Ogunseitan and fellow scientists at UCI and University of California Davis crunched, leached and measured multicolored lightbulbs sold in Christmas strands; red, yellow and green traffic lights; and automobile headlights and brake lights. They found that low-intensity red lights contained up to eight times the amount of lead allowed under California law but, in general, high-intensity, brighter bulbs had more contaminants than lower-intensity ones. White bulbs contained the least lead, but had high levels of nickel.

“We find the low-intensity red LEDs exhibit significant cancer and noncancer potentials due to the high content of arsenic and lead,” the research team says about the holiday lights. Results from the larger lighting products will be published later, but according to Ogunseitan, “it’s more of the same”.

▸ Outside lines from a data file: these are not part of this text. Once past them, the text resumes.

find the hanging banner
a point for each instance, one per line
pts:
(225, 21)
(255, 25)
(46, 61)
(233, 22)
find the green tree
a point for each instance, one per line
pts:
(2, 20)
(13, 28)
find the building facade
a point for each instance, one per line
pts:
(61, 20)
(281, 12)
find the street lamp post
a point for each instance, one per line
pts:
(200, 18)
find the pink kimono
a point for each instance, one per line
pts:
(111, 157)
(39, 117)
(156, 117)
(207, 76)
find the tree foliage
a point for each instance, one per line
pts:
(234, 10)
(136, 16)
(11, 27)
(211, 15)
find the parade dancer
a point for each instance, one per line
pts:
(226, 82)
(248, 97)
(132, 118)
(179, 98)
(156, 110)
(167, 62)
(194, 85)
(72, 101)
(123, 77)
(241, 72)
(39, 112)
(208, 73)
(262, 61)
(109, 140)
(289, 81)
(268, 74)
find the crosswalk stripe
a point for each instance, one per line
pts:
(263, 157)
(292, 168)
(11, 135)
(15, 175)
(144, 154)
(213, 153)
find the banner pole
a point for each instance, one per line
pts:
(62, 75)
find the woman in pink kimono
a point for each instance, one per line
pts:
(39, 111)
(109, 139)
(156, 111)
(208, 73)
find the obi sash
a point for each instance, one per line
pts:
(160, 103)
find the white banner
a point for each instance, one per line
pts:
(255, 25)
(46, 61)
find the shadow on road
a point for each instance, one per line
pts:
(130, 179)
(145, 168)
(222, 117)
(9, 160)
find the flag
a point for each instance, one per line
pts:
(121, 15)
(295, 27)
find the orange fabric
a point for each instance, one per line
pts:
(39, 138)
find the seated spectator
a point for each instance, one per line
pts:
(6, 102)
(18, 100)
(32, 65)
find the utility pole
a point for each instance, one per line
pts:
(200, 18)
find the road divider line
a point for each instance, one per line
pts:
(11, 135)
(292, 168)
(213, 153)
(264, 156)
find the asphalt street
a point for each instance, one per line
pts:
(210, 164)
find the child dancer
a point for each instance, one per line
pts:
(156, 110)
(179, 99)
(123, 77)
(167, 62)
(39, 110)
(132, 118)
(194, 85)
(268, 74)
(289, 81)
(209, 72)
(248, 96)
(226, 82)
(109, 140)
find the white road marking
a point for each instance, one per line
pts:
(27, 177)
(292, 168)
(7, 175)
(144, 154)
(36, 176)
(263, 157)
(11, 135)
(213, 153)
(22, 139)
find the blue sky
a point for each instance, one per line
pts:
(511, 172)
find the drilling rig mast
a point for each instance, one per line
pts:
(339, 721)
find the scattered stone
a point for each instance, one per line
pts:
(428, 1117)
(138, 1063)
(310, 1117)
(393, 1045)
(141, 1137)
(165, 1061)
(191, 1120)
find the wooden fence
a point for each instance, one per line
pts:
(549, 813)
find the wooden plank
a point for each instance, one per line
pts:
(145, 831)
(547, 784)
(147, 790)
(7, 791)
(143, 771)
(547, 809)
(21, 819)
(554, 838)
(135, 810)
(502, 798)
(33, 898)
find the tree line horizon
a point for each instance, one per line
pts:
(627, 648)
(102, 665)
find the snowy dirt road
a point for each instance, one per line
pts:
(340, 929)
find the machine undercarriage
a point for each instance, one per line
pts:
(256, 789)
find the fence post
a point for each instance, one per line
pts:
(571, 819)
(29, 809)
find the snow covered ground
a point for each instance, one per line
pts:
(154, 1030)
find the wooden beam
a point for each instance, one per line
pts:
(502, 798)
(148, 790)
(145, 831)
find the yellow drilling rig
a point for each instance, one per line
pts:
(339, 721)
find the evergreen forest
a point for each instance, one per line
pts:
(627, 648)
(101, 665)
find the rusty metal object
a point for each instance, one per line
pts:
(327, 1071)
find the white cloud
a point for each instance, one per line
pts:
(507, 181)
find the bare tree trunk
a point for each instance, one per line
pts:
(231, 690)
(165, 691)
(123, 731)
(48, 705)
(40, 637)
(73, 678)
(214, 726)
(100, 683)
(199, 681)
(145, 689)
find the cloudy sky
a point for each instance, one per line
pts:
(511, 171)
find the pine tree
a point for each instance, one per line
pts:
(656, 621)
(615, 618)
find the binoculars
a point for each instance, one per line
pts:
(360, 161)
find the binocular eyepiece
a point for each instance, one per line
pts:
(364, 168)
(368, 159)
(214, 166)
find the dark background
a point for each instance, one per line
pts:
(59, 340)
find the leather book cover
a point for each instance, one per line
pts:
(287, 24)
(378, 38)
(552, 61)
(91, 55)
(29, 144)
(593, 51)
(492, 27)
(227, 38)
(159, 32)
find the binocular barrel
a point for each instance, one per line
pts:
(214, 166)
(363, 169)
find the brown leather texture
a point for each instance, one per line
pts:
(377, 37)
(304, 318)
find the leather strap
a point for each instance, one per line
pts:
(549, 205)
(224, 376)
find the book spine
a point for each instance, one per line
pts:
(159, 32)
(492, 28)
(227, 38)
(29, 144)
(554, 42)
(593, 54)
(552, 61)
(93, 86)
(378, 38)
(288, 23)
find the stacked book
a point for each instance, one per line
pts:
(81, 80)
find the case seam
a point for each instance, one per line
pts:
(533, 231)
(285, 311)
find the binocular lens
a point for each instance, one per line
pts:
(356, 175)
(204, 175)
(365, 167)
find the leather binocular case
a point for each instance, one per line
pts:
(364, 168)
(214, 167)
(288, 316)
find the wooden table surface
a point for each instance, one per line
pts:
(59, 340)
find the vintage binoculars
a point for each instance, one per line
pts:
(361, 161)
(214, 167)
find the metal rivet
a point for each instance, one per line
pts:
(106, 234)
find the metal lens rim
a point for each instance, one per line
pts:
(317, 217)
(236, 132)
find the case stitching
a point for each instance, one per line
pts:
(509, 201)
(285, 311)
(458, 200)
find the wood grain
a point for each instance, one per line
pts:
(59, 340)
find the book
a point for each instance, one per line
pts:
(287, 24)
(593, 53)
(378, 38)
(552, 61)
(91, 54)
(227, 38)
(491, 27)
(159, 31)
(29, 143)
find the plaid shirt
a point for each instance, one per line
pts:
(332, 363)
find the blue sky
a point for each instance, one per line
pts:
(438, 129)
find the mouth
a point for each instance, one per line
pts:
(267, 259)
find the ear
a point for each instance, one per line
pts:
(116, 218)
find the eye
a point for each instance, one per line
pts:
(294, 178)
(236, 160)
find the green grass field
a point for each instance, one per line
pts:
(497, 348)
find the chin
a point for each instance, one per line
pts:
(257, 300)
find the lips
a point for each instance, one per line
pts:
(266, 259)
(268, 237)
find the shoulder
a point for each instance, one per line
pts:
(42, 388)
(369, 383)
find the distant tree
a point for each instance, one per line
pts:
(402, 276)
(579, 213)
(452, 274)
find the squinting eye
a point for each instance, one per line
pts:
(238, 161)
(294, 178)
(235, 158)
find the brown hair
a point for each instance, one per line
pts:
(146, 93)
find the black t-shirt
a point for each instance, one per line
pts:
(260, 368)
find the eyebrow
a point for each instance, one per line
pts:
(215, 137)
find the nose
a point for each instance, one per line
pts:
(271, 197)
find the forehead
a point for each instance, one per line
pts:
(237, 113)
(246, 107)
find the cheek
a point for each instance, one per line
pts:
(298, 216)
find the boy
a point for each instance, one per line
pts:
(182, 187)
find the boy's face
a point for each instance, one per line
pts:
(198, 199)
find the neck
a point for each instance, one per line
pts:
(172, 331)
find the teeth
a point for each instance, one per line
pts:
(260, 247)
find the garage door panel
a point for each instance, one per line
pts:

Lead, arsenic and many metals in the bulbs or their related parts have been linked in hundreds of studies to different cancers, neurological damage, kidney disease, hypertension, skin rashes and other illnesses, say the researchers. The copper used in some LEDs also poses an ecological threat to fish, rivers and lakes.

Ogunseitan says that breaking a single light and breathing fumes would not automatically cause cancer, but could be a tipping point on top of chronic exposure to another carcinogen.

Risks are present in all parts of the lights and at every stage during production, use and disposal, the study found. When bulbs break at home, residents should sweep them up with a special broom while wearing gloves and a mask, Ogunseitan advises, and crews dispatched to clean up car crashes or broken traffic fixtures should don protective gear and handle the material as hazardous waste. Currently, LEDs are not classified as toxic and are disposed of in regular landfills. Ogunseitan has forwarded the study results to California and federal health regulators.

He cites LEDs as an example of the need to mandate product replacement testing. LEDs are hailed as being safer than compact fluorescent bulbs, which contain dangerous mercury. But Ogunseitan says that LEDs have not been properly tested for potential environmental health impacts before being marketed as the preferred alternative to inefficient incandescent bulbs (which are now being phased out under California law). A long-planned state regulation originally set to take effect on 1 January would have required advance testing of such replacement products. However, it was opposed by industry groups, a less stringent version was substituted, and Governor Arnold Schwarzenegger placed the law on hold days before he left office.

“The work continues,” says Ogunseitan, a member of the state Department of Toxic Substances Control’s Green Ribbon Science Panel. He reckons that manufacturers of LEDs and other items could easily reduce chemical concentrations or redesign them with truly safer materials. “Every day we don’t have a law that says you cannot replace an unsafe product with another unsafe product, we’re putting people’s lives at risk,” he concludes.